L’engouement des peuples électeurs  pour une expérience nouvelle, après  avoir essayé les autres, y a beaucoup  aidé. Après cinq ans d’exercice,  presque entièrement consommés,  que peut-on mettre à l’actif de ce cartel  au pouvoir? Si l’économie nationale  semble tenir sur un équilibre instable,  c’est essentiellement au détriment du  social. Et grâce à un formidable effet  de conjoncture favorable. En effet, la  chute spectaculaire du prix du pétrole  a permis de faire avaler l’amère pilule  du démantèlement de la Caisse de  compensation.

Le sucre, dernier produit soutenu par  la Caisse, est en sursis. Sa décompensation,  nécessairement impopulaire,  est reportée pour après les élections  législatives. Une mesure électoralement  préventive. Toujours est-il,  qu’avec la défunte caisse, c’est un acquis  structurel d’importance primordiale  pour la consommation des ménages  qui a disparu.
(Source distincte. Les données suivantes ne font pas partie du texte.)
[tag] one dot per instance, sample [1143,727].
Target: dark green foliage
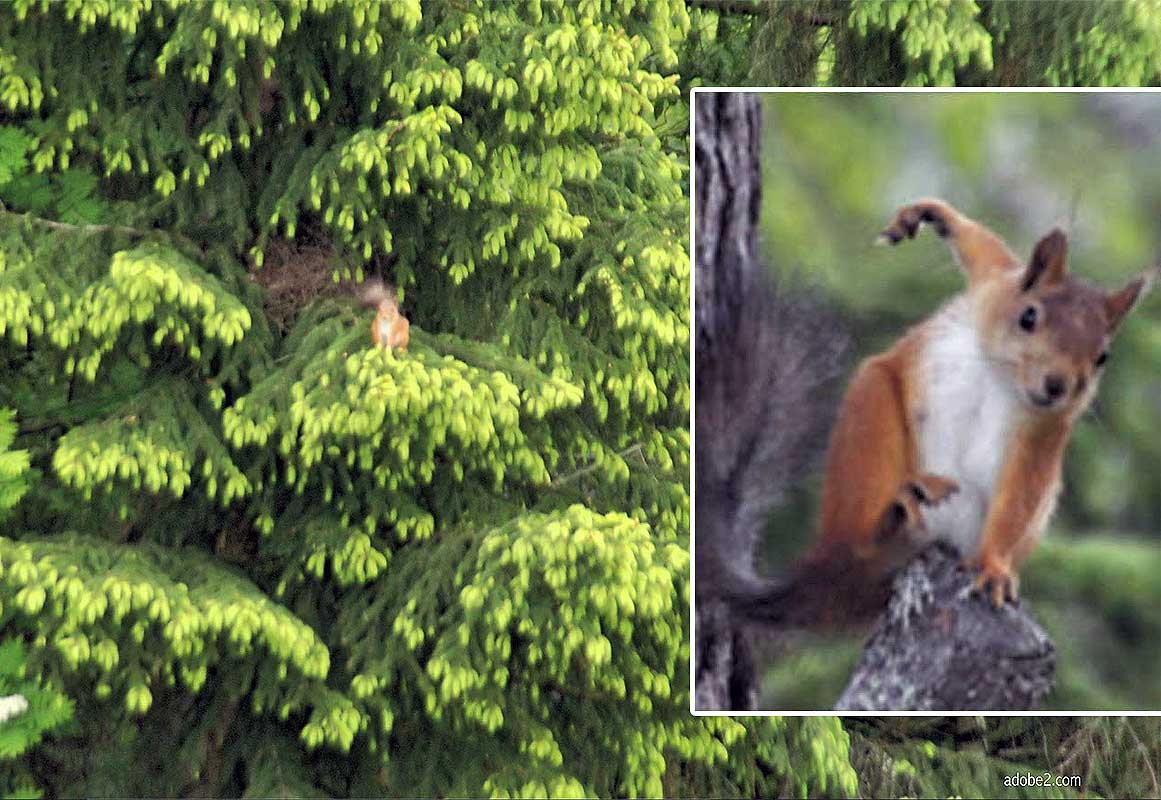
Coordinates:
[958,43]
[996,757]
[28,710]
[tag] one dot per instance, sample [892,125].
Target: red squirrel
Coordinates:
[971,411]
[390,329]
[958,431]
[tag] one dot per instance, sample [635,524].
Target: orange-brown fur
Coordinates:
[1051,369]
[389,329]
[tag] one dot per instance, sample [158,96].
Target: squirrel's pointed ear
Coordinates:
[1117,304]
[1047,264]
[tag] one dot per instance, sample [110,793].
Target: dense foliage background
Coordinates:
[246,553]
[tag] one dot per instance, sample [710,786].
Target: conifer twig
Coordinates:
[592,467]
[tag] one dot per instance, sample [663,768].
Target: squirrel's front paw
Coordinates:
[996,579]
[930,489]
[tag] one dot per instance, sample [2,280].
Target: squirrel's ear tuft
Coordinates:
[1047,264]
[1117,304]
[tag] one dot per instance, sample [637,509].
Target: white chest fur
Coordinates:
[964,417]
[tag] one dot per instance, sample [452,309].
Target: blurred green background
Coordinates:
[835,168]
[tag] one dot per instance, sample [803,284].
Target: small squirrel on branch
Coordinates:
[390,330]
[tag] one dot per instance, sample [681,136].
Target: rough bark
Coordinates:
[763,359]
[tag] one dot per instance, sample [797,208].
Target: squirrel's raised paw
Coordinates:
[996,581]
[930,489]
[907,221]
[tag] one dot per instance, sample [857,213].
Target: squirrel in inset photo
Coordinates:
[958,431]
[389,329]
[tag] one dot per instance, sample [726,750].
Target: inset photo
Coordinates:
[927,397]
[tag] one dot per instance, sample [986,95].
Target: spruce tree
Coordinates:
[262,556]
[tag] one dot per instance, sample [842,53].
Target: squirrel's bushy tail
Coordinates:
[374,292]
[766,387]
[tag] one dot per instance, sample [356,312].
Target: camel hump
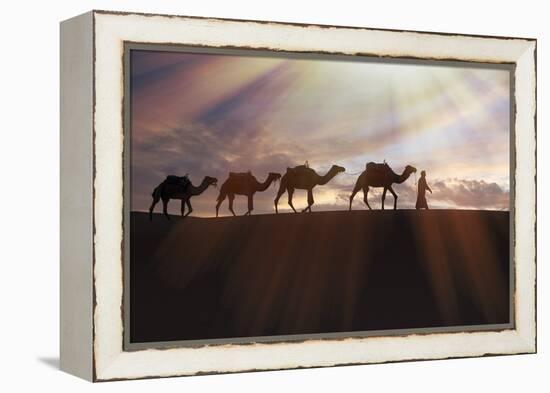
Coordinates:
[179,180]
[299,169]
[377,167]
[240,174]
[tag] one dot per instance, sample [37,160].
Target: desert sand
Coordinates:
[320,272]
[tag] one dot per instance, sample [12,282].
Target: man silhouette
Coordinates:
[421,202]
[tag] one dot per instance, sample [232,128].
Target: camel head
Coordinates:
[410,169]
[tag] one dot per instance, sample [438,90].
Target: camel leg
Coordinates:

Dans la même logique, d’autres décisions  augurent d’un désengagement  progressif de l’État dans des secteurs  aussi vitaux que stratégiques, tels la  Santé et l’Enseignement. Les cliniques  sont sommées de s’ouvrir sur le capital  privé, quant à l’école publique gratuite,  sa fin est annoncée. Les citoyens  devront, désormais, mettre la main à  la poche pour les études de leurs enfants,  du primaire à l’université. Après  des soins de santé à la facture, un  enseignement à la carte. En somme,  aucun gouvernement précédent n’a  autant initié et planifié une politique  sociale aussi régressive.

Malgré toutes ces reculades socialement  pénalisantes, il semble que le  pire est à l’avenant. Car, nous nous dirigeons,  paraît-il, vers un autre mandat  dans la même configuration politique,  ou presque.  Ce serait pour les mêmes raisons qu’il  y a cinq ans, à savoir un environnement  à risque qui perdure aux niveaux  arabe et régional et qui conduirait les  électeurs à vouloir prolonger l’expérience  actuelle. Un bis repetita pour un  schéma gouvernemental en décomposition  avancée. Une perspective pas  très engageante.